The Dubai Police did not have immediate figures on the number of accidents on the last night of 2002, but morning showed wrecks lying at strategic points off the Sheikh Zayed Highway and in some residential areas which also have hotels and restaurants.
At the dot of 12, midnight, the Etisalat network was overloaded as hundreds of thousands of people started sending text messages to their friends and relatives. The messages ranged from cute, mushy to outrageous and vulgar. The beeps heard everywhere were the texts dropping in message boxes of mobiles.

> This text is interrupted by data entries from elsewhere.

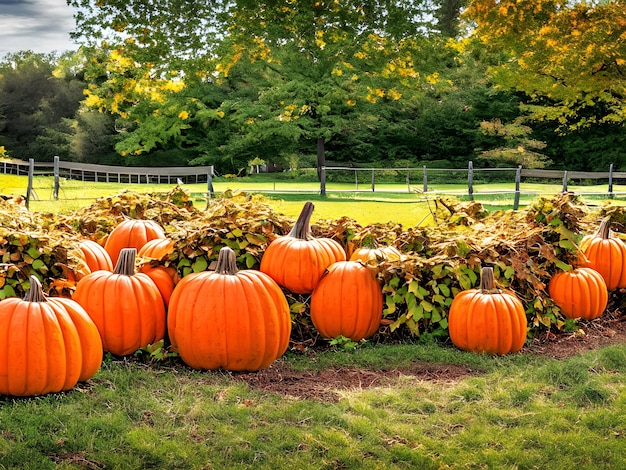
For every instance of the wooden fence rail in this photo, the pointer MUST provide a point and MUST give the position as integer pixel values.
(520, 173)
(168, 175)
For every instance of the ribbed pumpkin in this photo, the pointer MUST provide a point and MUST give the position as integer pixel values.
(229, 319)
(607, 255)
(162, 278)
(368, 254)
(298, 260)
(127, 307)
(48, 344)
(348, 301)
(487, 319)
(579, 293)
(165, 277)
(131, 233)
(156, 248)
(95, 256)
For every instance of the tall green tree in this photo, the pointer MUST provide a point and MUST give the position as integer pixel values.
(321, 64)
(35, 105)
(568, 57)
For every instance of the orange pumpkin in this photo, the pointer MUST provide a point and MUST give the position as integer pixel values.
(579, 293)
(229, 319)
(297, 261)
(165, 277)
(162, 278)
(131, 233)
(127, 307)
(95, 256)
(48, 344)
(156, 248)
(487, 319)
(347, 301)
(376, 254)
(607, 255)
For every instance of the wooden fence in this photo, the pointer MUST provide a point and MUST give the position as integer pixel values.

Tarek Sabbagh, a Lebanese marketing manager, said, "Believe it or not, I picked up my mobile at 11.45pm to call my parents in Beirut. Immediately after that I sat with my mobile for around 45 minutes scrolling through the New Year messages and sending back greetings in return.
Faris Twal, a Jordanian salesman, who was spending New Year's eve in a Dubai restaurant with his friends confirmed, "We were more than 12 couples in the restaurant. During that evening I guess that I listened to the largest number of different ringing and message tones in my life. Mobiles did not quieten down till around 2.30am."
As was expected there were huge traffic snarls in various parts of the emirates and one motorist said he reached his home in Deira after a one-hour wait in a line of cars which did not seem to move at all. "It would have taken me five minutes if I had parked my car and walked home from where I was," he said.
For some in Dubai, it was a night of disappointment. Thousands lined up the Dubai Creek to see spectacular fireworks. But it was a damp squib as nothing happened. The place was packed with families and children.
There had been no official announcement about any fireworks display, but people took it for granted that the Creek side would be lit up with fireworks and waited patiently in the cold.
There were fireworks, but elsewhere, near the Burj Al Arab and near the beach hotels. A spectacular fireworks show was also at Ajman near the Kempinski Hotel.
Restaurants and hotels were jam packed as everyone ate, danced and waited for the DJs to countdown the seconds to 2003.
Others celebrated the coming of the New Year with quiet prayers, and churches, specially the ones from the south Indian state of Kerala, were full.
The New Year morning was quiet with very few motorists on the roads as January 1 was declared a public holiday and few organisations kept their doors open with a skeleton staff.